Explore was actually a NetSuite customer for two years before it partnered with the cloud ERP software developer. Although the founding team had legacy skills in Oracle development and still handles custom projects required on those platforms, they took on the NetSuite technology after a prospect expressed interest in putting its ERP in the cloud.
Jones acknowledges that it took several years for the company to learn how to sell the product effectively, but things changed four years ago when Explore restructured its approach to the partnership and NetSuite unfurled its OneWorld platform, which accommodated more complex deployments than previously possible. “Literally overnight the deals sizes went up five-fold,” he said.


Here are three things Explore did to capitalize on that opportunity:


1. Invested in additional processes for automating deployments and management.

As NetSuite has matured, it has become possible to perform up to 90 percent of the work remotely so Explore has shifted its most senior developers to focus on process consulting that can’t be easily offered by its competitors. The solution provider’s core verticals mirror those of NetSuite: wholesale distribution, e-commerce and software/technology companies.

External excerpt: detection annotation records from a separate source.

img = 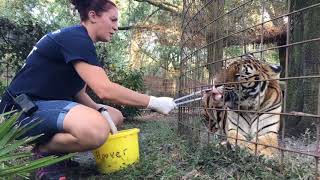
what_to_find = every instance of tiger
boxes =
[202,55,282,156]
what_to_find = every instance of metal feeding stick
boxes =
[174,89,210,107]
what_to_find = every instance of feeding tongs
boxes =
[174,89,210,107]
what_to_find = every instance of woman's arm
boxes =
[75,85,101,110]
[74,61,150,107]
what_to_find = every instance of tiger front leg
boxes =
[227,130,248,147]
[257,133,279,157]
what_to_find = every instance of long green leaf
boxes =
[0,153,75,176]
[0,126,18,147]
[0,152,32,163]
[0,135,40,156]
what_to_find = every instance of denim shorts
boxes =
[18,100,78,142]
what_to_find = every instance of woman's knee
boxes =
[64,105,110,149]
[107,106,124,127]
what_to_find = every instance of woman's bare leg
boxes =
[39,105,123,153]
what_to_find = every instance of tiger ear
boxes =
[269,64,282,74]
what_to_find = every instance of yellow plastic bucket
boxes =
[93,128,140,174]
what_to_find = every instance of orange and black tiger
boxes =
[203,55,282,156]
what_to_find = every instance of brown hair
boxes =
[70,0,117,21]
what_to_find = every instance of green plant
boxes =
[109,68,144,119]
[0,112,74,179]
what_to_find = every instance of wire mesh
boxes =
[178,0,320,177]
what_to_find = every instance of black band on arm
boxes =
[98,107,108,113]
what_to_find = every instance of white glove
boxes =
[148,96,177,114]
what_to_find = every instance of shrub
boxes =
[0,112,73,179]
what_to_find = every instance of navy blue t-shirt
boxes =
[2,25,100,105]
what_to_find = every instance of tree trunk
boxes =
[206,0,224,83]
[286,0,320,135]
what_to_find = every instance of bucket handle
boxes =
[101,111,118,134]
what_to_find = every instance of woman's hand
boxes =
[148,96,177,114]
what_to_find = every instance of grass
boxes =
[74,114,314,180]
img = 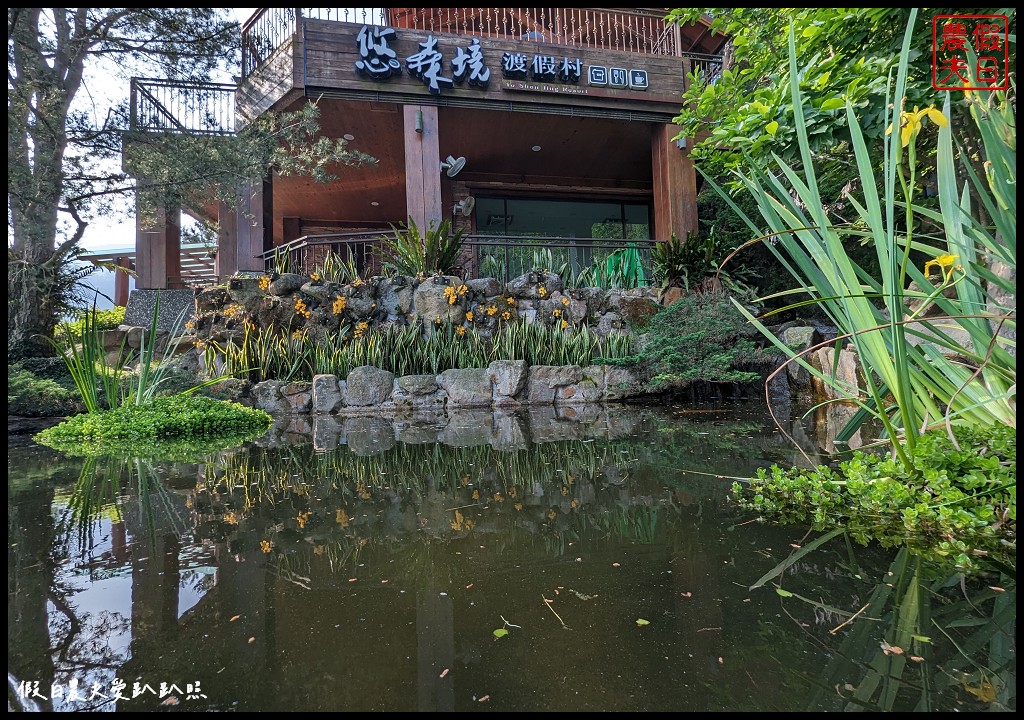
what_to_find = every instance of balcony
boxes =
[242,7,722,80]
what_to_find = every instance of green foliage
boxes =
[204,320,632,382]
[33,395,271,447]
[732,425,1017,569]
[56,305,126,342]
[608,293,760,390]
[314,250,359,285]
[572,245,647,290]
[650,231,757,298]
[713,14,1017,462]
[7,370,83,418]
[376,217,465,277]
[669,7,1016,177]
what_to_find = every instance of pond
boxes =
[7,403,1016,712]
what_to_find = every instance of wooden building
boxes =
[123,8,725,288]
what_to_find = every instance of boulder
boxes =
[487,361,526,403]
[345,365,394,407]
[311,374,342,415]
[441,368,490,408]
[526,365,583,405]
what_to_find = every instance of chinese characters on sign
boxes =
[355,25,490,95]
[932,15,1010,90]
[355,25,647,95]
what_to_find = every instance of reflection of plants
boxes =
[733,426,1017,570]
[770,534,1017,712]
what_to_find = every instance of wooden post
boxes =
[402,105,443,231]
[114,257,131,307]
[651,125,697,241]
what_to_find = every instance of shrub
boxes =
[34,395,271,447]
[605,293,760,390]
[54,306,125,342]
[7,370,84,418]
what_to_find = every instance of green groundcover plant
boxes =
[732,425,1017,571]
[34,394,271,447]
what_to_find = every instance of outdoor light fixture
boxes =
[452,196,476,217]
[441,155,466,177]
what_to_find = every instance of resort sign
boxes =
[355,25,648,95]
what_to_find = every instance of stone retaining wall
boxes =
[210,361,644,416]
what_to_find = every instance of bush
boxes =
[732,425,1017,569]
[34,394,271,450]
[7,372,85,418]
[603,293,761,390]
[54,306,125,342]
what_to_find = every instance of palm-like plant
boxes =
[378,217,465,276]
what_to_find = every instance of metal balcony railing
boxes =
[263,230,656,283]
[242,7,722,80]
[130,78,236,135]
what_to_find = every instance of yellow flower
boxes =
[886,105,949,147]
[925,255,959,278]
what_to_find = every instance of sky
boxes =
[73,7,256,309]
[82,7,256,255]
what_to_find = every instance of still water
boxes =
[7,404,1016,712]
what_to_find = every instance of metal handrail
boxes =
[242,7,721,78]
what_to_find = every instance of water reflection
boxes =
[8,407,1015,711]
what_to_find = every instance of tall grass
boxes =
[204,319,633,382]
[712,11,1017,462]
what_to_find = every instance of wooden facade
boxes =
[130,8,725,287]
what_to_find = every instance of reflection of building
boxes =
[121,8,725,288]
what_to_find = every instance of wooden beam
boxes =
[402,105,443,230]
[651,125,697,241]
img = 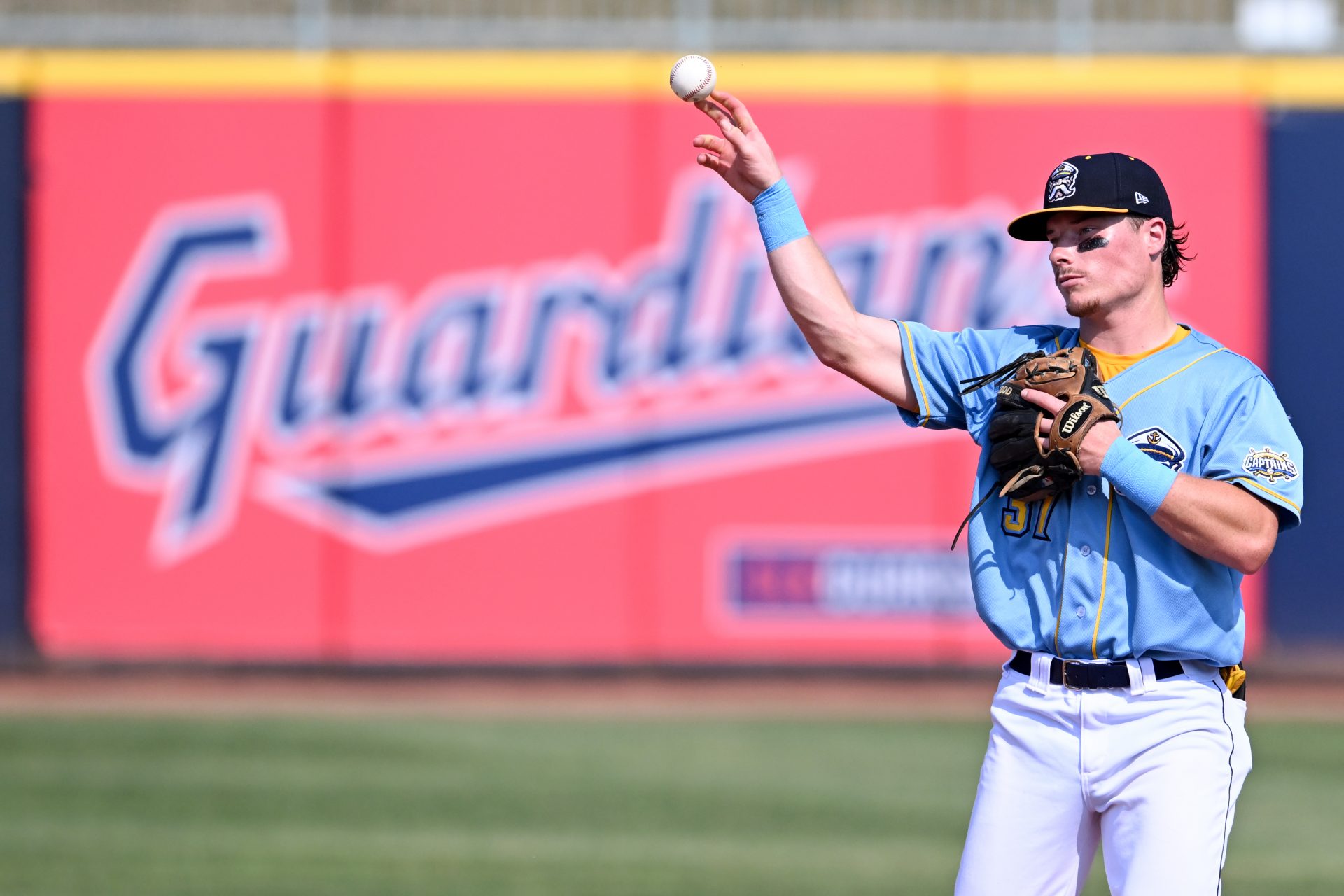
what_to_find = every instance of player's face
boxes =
[1046,212,1161,317]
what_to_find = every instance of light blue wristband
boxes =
[751,177,808,253]
[1100,435,1176,516]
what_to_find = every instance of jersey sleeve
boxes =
[1203,374,1302,529]
[897,321,1059,430]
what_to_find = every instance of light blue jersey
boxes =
[898,323,1302,666]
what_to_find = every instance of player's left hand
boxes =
[1021,388,1119,475]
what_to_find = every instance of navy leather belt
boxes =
[1008,650,1185,690]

2. Jumped on the NetSuite certification bandwagon.

When Explore became a partner, there weren’t any certification requirements but the company made perpetual skills development a big focus. So much so that when NetSuite did decide to roll out a certification program to help customers measure credibility, several of Explore’s team members were part of the beta test. Three members of the Explore team were among the first to earn the SuiteCloud Developer Certification in June 2014: generally speaking, NetSuite’s guidance suggests that developers have at least one to two years of experience with SuiteCloud and two to three years of software development experience before trying for this level.


3. Kept up its skills in complementary technologies.

Although Explore expends “80 percent of our effort and focus” on NetSuite, it maintains skills in creative e-commerce technologies including Amazon Webstore, plus it keeps up skills on the Microsoft stack: after all, the company lives in the software giant’s backyard and many opportunities require some sort of integration. Explore is also investing in mobile development and responsive design capabilities: it had a hand in the mobile app created for the NFL Scouting Combine. None of this is necessarily core to its central mission – then again, it might be.


At the very least, it provides growth opportunities for the technical team. “It provides great work for some of my senior developers who want to diversify,” Jones said.